Я сейчас смотрю свои старые эфиры и — прошу прощения за сравнение, я имею в виду просто сам поступок, — мне, как Гоголю, хочется пройти по книжным лавкам и выкупить весь тираж поэмы «Ганц Кюхельгартен», чтобы его сжечь. Половину своих эфиров смыл бы к чертовой матери!
Хотелось бы ощущать себя дубом, который с годами становится мощнее и устойчивее, но нет: я по-прежнему чувствую себя стеблем, который ветер колышет вправо-влево.
Я для себя объяснял необходимость виртуального общения отсутствием обратной связи со зрителем. Мне хотелось немножко отделиться от персонажа, сказать: «Ты постой здесь, отдохни немножко от кривляний, от бесконечного смеха, а я пообщаюсь со своими зрителями».
У меня в фейсбуке часто повторяется один и тот же вопрос: «Почему вы не закрываете вход на страничку тому-то имяреку?» Мне стыдно признаться, но мне иногда нравятся мои оппоненты. Можно, конечно, просто создать рекламный блог грядущих выступлений, бесконечно постить свои фотографии и плакаты. Но я искренне не получу от этого удовольствия.
Когда меня просят противопоставить Comedy Club сдержанному юмору застойных лет, я всегда взрываюсь.
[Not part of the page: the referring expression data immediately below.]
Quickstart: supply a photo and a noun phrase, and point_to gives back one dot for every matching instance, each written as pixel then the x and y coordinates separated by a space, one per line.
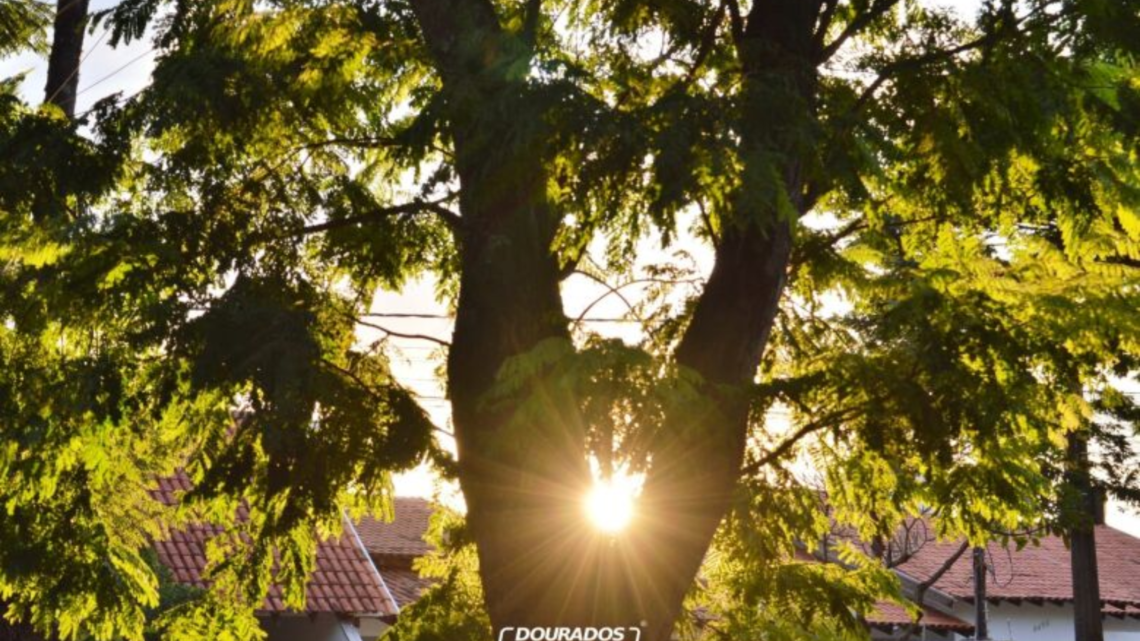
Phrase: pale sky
pixel 127 69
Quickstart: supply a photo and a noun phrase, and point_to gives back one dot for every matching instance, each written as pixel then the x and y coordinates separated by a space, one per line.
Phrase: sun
pixel 611 503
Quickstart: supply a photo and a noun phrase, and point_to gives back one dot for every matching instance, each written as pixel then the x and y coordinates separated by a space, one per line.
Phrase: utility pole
pixel 980 606
pixel 1083 519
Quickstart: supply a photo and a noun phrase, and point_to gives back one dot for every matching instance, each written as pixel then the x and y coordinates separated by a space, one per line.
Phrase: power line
pixel 424 316
pixel 112 74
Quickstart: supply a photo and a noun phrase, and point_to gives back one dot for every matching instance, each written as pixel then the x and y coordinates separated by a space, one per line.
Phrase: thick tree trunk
pixel 66 51
pixel 1086 617
pixel 524 475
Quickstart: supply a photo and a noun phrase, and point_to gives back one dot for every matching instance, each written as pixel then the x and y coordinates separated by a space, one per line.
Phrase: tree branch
pixel 824 24
pixel 454 220
pixel 737 21
pixel 401 334
pixel 530 24
pixel 877 9
pixel 787 444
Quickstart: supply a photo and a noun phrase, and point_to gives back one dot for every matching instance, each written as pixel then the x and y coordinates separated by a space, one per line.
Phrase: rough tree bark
pixel 523 478
pixel 66 51
pixel 1088 624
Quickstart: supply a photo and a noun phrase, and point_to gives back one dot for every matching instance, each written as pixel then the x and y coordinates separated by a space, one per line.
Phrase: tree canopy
pixel 926 230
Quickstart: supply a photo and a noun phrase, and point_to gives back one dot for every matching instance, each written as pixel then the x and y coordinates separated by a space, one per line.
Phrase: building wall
pixel 1043 623
pixel 303 627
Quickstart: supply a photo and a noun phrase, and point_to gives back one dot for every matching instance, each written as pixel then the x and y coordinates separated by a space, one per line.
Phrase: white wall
pixel 302 627
pixel 1043 623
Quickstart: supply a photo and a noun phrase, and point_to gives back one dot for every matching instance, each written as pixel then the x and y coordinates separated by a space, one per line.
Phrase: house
pixel 1029 591
pixel 347 598
pixel 393 545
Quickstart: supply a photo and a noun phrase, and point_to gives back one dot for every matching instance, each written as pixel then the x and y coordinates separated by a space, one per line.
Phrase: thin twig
pixel 402 334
Собираясь веселой компанией за праздничным столом, мы все превращались в Comedy Club и никогда не сдерживали себя.
Депрессивное настроение у меня бывает в двух случаях: если я переработал или не работал вовсе. Из этих двух зол я выбираю меньшее: мне проще работать.
Все самые курьезные случаи в моей жизни связаны с моей рассеянностью. Я к ней отношусь как к персонажу биографии, как к какой-то старухе Шапокляк, от которой никогда не знаешь, чего ждать. В таких случаях иногда складываешь руки на груди и спрашиваешь: «Что ты мне опять приготовила?»
Моя эстрадная маска сыграла злую роль. Она долго не давала повода режиссерам взглянуть на меня по-другому.
Я не очень люблю вторжения в свою частную жизнь, потому что руководствуюсь своим отношением к частной жизни другого человека. Никогда не позволю себе даже у близких знакомых спросить о вещах, которые составляют круг их частной жизни.
Жизненный опыт мешает восприятию жизни. Но я борюсь с этим, ведь если пропадает «ребеночий» взгляд на мир, то это плохой симптом.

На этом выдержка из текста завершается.